Tanda peringatan bagi perusak hutan dan habitat gajah
12 Sep 2024
Peringatan oleh Selamatkan Hutan Hujan dan APEL Green Aceh kepada semua pihak yang merusak hutan hujan. Salah satu contohnya adalah hutan produksi desa Kila, Aceh. Meskipun kegiatan operasional dilarang, sebuah perusahaan telah menanam kelapa sawit. Padahal hutan ini adalah habitat gajah sumatra.
APEL Green Aceh dan Selamatkan Hutan Hujan telah memasang tanda yang melarang penebangan, pengrusakan, pembakaran hutan produksi di desa Kila kecamatan Seunagan Timur, kabupaten Nagan Raya. Ini hasil kerjasama dengan badan KPH IV dengan tujuan memberi peringatan kepada perusahaan juga pemerintah agar lakukan tindakan tegas kepada perambahan hutan produksi.
Sesudah kegiatan monitoring rutin APEL Green Aceh menemukan kawasan hutan produksi di desa Kila sudah ditanami sawit. Lalu APEL Green Aceh medesak pihak berwajib untuk segera melakukan tindakan tegas terhadap pengusuran hutan tersebut. Maka dari pada itu kita menghibau kepada masyarakat tidak merusak hutan.

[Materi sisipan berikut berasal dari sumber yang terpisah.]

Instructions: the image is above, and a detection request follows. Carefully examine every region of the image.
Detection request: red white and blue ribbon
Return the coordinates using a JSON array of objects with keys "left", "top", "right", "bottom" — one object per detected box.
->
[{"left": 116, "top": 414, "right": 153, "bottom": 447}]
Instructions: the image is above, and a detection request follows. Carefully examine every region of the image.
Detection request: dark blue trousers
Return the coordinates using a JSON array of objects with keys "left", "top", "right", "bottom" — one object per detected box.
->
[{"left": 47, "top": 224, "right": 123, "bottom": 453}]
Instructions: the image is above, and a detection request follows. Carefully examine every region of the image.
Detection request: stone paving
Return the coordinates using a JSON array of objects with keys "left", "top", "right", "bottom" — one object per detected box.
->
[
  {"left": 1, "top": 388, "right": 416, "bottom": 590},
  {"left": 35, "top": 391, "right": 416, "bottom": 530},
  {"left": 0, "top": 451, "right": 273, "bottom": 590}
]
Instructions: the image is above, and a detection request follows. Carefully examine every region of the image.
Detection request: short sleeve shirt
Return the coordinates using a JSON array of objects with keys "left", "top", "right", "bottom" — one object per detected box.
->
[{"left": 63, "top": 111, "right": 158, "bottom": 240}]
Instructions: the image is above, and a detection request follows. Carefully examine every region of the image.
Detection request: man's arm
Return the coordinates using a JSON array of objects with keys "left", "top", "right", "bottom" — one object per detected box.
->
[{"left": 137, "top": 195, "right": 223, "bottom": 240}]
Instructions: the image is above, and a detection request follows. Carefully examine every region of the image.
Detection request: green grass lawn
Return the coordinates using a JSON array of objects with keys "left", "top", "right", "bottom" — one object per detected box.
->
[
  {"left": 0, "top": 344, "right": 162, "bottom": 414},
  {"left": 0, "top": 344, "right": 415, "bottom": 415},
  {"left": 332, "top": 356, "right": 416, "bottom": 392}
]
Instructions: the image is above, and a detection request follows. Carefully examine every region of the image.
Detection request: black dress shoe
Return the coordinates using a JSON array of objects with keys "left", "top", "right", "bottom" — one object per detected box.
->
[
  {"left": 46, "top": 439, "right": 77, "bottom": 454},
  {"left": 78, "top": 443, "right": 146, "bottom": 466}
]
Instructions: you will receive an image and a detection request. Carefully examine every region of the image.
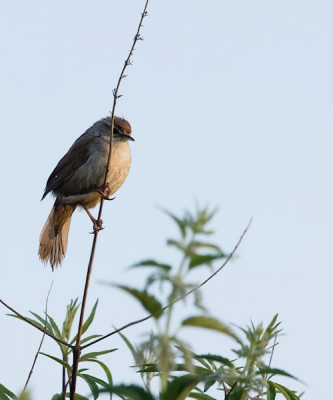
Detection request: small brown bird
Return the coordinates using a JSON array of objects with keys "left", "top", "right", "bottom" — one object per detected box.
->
[{"left": 39, "top": 116, "right": 134, "bottom": 270}]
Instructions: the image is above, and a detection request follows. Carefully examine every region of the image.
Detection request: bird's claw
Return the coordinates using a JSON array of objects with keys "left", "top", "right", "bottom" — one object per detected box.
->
[
  {"left": 94, "top": 183, "right": 114, "bottom": 200},
  {"left": 90, "top": 219, "right": 104, "bottom": 234}
]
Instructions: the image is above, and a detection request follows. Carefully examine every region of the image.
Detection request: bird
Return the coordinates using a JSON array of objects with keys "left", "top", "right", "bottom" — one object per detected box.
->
[{"left": 39, "top": 116, "right": 134, "bottom": 270}]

Baru tahun 2023 otoritas membekukan izin SIPUHH di hutan produksi desa Kila ini. Ini berarti kegiatan operasional dan penatausahaan hasil hutan, penebangan, pengangkutan kayu di hutan produksi desa Kila dilarang. Meskipun begitu, tetap APEL Green Aceh menemukan kegiatan yang dilarang.
Tanda yang dipasang adalah peringatan bahwa kita memantau kejahatan lingkungan. Bahwa pembela lingkungan semangat melindungi hutan dan satwa.
Dengan kegiatan ini, kita juga berusaha menyelematkan gajah sumatra dan fauna yang lain. Apa lagi daerah tersebut juga adalah habitat satwa kunci Sumatra yaitu gajah sumatra. 20 sampai 40 gajah tercatat di hutan produksi Kila.
Gajah sumatra terganggu
Gajah sumatra merupakan satwa lindung yang terancam punah kritis dan berisiko tinggi untuk punah di alam liar. Sebab utama adalah perambahan kawasan hutan yang menyebabkan terganggunya habitat gajah.
Gangguan habitat gajah juga terjadi di desa Kila, sampai ketemuan gajah mati. LSM Aceh mencatat dalam periode 2019-2023 sebanyak 22 gajah sumatera di Aceh mati. Penyebab kematian beragam, mulai dari diburu, terkena kabel listrik, hingga sakit. Menurut Balai Konservasi Sumber Daya Alam [BKSDA] Aceh, setiap tahun terjadi lebih dari seratus kali konflik gajah.
Satwa kunci Kawasan Ekosistem Leuser harus diselamatkan. Gajah, orangutan dan harimau menjaga keseimbangan ekosistem. Gajah dan orangutan membantu dalam proses reboisasi hutan secara alami, sedangkan harimau menjaga keseimbangan populasi satwa lainnya.
Ilmu adat hilang
Menurut nenek moyang masyarakat Aceh, konflik dengan gajah merupakan sebagai pertanda bila manusia melakukan kesalahan. Misalnya, mengganggu kehidupan gajah. Dulu, adat di Aceh mengatur hutan untuk dikelola manusia dan hutan Tuhan. Hutan Tuhan ini tidak boleh diganggu, tempatnya satwa liar hidup seperti gajah, harimau, badak, burung, bahkan ular.
Sekarang, semua berubah. Apakah masyarakat Aceh telah melupakan aturan adat untuk hidup berdampingan secara harmonis dengan alam? Atau pengrusak adalah pendatang dari tempat lain? Orang Aceh dulu dilarang menganggu habitat satwa, juga dilarang menyakiti binatang.
Sekarang hutan di Aceh banyak yang rusak atau hilang, habitat satwa terganggu dan gajah dibunuh. Kami tidak menerima kerusakan ini dan berusaha menghentikannya.